Follow these steps in strict order. Each step must complete successfully and pass verification before proceeding to the next:
Calculate all timing parameters before generating any audio. This ensures consistent timing across all stems:
def calculate_section_transitions(bpm, total_duration_sec, sections):
"""Calculate beat-aligned transition points for song sections."""
beats_per_second = bpm / 60.0
section_durations = {}
cumulative_time = 0
for section_name, beat_count in sections.items():
duration = beat_count / beats_per_second
section_durations[section_name] = {
'start': cumulative_time,
'end': cumulative_time + duration,
'beats': beat_count,
'start_beat': cumulative_time * beats_per_second
}
cumulative_time += duration
return section_durations
# Configuration
BPM = 120
DURATION = 137
SECTIONS = {'intro': 16, 'verse': 32, 'chorus': 32, 'bridge': 16, 'outro': 16}
timing = calculate_section_transitions(BPM, DURATION, SECTIONS)
print("Timing calculated:")
for section, data in timing.items():
print(f" {section}: {data['start']:.2f}s - {data['end']:.2f}s ({data['beats']} beats)")

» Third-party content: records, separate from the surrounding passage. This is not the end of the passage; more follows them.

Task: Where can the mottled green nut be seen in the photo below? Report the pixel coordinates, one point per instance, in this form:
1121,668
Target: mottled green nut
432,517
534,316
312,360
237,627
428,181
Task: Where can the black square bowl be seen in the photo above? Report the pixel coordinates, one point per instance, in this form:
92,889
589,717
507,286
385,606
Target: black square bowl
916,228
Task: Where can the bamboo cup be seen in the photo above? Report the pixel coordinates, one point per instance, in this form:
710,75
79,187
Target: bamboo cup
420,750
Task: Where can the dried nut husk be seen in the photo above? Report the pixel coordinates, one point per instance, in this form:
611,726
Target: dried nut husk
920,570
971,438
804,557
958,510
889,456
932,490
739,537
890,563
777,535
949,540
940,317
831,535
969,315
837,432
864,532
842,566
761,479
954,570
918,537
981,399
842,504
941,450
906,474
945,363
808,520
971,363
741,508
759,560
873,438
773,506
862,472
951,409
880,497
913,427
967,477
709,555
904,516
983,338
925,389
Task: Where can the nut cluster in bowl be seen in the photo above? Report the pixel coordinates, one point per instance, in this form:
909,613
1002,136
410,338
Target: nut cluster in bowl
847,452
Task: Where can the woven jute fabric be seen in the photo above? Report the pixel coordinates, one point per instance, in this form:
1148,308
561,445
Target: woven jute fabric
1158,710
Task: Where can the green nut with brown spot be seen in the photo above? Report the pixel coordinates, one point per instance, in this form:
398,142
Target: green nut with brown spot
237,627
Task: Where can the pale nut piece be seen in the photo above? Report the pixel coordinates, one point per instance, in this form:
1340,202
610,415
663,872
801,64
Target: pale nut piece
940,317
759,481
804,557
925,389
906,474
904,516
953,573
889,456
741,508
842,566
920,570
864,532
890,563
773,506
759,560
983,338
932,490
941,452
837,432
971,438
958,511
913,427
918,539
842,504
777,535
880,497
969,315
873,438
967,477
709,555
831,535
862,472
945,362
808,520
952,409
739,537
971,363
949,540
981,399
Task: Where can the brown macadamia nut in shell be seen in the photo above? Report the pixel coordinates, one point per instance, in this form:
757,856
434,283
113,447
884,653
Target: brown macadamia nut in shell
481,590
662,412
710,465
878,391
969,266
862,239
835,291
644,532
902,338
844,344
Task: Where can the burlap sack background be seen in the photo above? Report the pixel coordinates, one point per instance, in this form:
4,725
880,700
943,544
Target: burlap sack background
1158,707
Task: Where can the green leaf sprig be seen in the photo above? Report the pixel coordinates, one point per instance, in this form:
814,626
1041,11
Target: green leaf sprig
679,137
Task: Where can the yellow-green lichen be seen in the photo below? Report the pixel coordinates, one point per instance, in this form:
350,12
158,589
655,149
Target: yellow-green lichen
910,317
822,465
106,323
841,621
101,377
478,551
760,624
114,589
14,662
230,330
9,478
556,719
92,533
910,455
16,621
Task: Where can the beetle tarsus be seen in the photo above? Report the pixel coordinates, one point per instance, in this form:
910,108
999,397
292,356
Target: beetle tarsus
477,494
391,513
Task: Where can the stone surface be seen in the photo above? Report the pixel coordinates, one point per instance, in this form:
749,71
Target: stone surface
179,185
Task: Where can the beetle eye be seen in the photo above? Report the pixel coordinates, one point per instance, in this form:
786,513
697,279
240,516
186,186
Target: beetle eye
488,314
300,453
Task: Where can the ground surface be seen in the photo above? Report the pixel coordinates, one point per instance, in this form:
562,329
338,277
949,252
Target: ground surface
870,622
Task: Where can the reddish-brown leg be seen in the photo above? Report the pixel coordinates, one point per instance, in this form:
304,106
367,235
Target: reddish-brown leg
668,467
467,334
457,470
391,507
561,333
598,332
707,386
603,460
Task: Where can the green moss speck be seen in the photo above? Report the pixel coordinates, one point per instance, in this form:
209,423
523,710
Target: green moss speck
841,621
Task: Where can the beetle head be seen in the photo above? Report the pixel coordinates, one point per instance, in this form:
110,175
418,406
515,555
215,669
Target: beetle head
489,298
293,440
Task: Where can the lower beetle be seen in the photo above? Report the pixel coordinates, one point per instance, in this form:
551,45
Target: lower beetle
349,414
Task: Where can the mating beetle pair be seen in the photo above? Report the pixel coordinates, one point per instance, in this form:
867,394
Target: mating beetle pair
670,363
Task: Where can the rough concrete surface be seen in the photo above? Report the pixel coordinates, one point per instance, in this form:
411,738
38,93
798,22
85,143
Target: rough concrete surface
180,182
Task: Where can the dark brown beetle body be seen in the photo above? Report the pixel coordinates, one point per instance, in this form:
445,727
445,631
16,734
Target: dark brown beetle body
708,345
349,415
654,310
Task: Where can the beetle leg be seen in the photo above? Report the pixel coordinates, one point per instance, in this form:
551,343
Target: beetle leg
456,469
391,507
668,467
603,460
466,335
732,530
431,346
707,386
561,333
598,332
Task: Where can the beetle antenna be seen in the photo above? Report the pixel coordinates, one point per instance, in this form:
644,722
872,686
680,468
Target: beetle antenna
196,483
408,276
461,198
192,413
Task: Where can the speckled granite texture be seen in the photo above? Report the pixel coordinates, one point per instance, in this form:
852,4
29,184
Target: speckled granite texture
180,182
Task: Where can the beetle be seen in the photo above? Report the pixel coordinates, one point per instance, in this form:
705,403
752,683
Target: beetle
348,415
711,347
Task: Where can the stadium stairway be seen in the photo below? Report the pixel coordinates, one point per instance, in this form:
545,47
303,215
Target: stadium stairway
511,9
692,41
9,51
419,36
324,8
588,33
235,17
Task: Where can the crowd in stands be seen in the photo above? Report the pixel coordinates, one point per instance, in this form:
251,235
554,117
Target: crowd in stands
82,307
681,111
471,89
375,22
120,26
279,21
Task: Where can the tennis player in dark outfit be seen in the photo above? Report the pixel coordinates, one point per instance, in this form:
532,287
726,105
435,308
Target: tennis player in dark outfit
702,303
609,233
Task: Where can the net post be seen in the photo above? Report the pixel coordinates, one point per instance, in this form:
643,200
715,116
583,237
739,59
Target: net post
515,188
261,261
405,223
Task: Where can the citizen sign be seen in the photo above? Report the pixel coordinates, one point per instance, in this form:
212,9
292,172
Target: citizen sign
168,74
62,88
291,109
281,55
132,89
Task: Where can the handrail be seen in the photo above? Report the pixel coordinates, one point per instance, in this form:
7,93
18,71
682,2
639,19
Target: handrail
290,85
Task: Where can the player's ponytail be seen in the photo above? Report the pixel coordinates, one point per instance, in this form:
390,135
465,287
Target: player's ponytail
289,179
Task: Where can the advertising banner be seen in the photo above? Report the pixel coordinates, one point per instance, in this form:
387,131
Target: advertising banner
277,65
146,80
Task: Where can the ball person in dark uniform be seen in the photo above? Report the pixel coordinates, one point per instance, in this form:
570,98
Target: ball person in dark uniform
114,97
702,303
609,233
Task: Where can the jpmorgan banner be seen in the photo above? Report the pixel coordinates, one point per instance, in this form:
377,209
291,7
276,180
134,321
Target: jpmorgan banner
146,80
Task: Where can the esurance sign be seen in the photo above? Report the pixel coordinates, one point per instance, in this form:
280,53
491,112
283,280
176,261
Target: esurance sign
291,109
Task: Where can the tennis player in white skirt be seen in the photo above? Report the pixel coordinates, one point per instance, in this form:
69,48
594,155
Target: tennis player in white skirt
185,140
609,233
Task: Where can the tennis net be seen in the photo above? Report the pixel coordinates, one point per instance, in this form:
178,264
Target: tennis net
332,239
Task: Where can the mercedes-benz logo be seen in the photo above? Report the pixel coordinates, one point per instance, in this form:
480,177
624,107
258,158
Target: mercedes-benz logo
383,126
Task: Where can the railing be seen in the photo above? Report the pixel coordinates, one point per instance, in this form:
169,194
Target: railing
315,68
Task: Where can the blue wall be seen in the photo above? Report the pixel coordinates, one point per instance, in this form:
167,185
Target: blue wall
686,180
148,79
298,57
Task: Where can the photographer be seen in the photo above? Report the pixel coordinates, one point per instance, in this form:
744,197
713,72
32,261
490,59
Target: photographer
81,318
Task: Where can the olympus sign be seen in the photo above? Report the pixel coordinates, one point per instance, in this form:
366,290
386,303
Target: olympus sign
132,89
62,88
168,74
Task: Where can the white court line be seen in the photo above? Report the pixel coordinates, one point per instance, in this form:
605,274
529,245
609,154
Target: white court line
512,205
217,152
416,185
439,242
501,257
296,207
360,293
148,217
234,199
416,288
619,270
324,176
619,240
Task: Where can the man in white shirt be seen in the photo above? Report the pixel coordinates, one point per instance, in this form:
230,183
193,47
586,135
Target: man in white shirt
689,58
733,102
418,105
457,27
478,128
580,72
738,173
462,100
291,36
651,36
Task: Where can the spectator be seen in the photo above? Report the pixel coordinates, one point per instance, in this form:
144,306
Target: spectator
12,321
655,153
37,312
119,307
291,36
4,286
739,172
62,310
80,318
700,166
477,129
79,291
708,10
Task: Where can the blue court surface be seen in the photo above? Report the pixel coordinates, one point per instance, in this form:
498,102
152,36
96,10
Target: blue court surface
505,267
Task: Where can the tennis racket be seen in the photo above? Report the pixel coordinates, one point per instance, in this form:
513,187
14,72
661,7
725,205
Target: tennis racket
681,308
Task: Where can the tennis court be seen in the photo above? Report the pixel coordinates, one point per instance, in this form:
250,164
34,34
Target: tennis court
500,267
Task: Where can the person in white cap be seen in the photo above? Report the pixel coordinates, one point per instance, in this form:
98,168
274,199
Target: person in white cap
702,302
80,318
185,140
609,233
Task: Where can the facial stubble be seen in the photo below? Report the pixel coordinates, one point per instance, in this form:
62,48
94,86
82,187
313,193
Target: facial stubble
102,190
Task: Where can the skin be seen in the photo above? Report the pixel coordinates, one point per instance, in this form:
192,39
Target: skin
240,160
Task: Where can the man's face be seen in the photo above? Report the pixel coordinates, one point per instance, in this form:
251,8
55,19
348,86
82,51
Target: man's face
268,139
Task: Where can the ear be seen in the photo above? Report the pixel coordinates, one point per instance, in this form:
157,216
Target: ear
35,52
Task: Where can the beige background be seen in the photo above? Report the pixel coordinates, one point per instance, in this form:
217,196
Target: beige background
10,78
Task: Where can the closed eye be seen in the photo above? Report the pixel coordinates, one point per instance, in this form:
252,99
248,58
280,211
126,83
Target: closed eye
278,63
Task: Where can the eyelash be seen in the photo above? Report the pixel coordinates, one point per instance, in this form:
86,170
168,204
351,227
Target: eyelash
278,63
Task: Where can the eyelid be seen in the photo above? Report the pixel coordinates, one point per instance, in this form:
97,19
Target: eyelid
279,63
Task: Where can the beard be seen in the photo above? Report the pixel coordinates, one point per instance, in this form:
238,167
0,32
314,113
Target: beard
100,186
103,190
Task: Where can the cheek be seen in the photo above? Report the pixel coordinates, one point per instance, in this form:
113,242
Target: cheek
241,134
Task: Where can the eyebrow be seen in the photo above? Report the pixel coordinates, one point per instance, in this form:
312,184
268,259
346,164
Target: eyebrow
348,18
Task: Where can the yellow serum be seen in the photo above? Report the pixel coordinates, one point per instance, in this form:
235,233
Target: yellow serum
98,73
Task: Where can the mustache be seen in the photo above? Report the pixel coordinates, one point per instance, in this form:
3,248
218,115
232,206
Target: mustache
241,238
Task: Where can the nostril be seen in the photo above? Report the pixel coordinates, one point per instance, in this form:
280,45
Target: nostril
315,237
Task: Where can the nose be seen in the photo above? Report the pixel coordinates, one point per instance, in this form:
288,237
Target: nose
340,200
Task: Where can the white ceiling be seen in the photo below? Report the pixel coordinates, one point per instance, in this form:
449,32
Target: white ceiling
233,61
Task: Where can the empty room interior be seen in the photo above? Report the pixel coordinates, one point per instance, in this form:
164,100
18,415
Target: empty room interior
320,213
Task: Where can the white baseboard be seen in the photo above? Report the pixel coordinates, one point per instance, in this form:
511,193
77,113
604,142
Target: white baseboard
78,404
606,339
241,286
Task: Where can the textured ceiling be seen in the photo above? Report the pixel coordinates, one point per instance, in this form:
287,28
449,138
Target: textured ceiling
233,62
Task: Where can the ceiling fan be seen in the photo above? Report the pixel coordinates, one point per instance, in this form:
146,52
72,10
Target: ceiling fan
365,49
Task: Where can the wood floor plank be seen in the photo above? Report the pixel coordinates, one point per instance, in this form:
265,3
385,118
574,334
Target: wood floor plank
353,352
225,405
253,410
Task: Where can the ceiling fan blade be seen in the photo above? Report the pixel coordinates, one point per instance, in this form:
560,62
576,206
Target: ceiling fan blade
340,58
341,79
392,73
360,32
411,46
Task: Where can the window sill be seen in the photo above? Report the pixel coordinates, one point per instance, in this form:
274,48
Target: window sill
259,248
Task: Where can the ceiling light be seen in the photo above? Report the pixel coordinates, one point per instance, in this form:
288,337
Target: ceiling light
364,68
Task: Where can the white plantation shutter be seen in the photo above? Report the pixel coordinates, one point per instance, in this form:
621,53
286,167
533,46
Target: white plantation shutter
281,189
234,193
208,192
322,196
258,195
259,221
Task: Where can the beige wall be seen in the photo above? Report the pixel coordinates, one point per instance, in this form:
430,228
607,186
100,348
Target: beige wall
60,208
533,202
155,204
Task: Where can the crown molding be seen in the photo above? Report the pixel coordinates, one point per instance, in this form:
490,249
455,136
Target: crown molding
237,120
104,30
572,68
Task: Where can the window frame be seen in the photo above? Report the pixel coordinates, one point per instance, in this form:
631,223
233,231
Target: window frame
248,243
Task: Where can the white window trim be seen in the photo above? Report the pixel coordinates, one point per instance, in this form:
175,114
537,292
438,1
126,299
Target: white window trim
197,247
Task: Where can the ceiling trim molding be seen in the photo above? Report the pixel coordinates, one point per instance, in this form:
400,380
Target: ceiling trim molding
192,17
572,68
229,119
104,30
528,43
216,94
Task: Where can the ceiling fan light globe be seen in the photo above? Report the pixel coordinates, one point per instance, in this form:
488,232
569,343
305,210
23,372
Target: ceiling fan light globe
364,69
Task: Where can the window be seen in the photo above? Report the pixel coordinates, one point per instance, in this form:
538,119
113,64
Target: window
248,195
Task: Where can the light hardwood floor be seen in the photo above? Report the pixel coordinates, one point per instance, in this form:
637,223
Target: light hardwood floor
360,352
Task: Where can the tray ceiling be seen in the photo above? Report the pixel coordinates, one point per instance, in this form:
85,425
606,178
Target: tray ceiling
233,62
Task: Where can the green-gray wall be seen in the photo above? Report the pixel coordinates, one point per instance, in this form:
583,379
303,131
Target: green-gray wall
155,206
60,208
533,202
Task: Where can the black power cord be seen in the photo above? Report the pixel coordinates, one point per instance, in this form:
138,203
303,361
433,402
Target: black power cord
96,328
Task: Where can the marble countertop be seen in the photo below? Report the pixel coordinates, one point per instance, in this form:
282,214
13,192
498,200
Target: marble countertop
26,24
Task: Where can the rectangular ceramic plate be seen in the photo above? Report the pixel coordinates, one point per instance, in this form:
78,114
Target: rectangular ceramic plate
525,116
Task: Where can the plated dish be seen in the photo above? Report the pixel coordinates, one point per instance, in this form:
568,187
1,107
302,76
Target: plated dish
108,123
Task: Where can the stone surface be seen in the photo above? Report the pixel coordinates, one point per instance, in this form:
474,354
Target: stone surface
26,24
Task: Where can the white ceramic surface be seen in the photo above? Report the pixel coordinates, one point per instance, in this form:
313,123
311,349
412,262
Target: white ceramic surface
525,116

Validate the reference file exists and has expected properties:
import soundfile as sf
import os
def verify_reference_file(filepath, expected_sample_rate=None, min_duration=None):
"""Verify reference audio file and return info dict."""
if not os.path.exists(filepath):
raise FileNotFoundError(f"Reference file not found: {filepath}")
info = sf.info(filepath)
errors = []
if expected_sample_rate and info.samplerate != expected_sample_rate:
errors.append(f"Sample rate mismatch: expected {expected_sample_rate}, got {info.samplerate}")
if min_duration and info.duration < min_duration:
errors.append(f"Duration too short: expected >= {min_duration}s, got {info.duration}s")
if errors:
raise ValueError(f"Reference file validation failed: {'; '.join(errors)}")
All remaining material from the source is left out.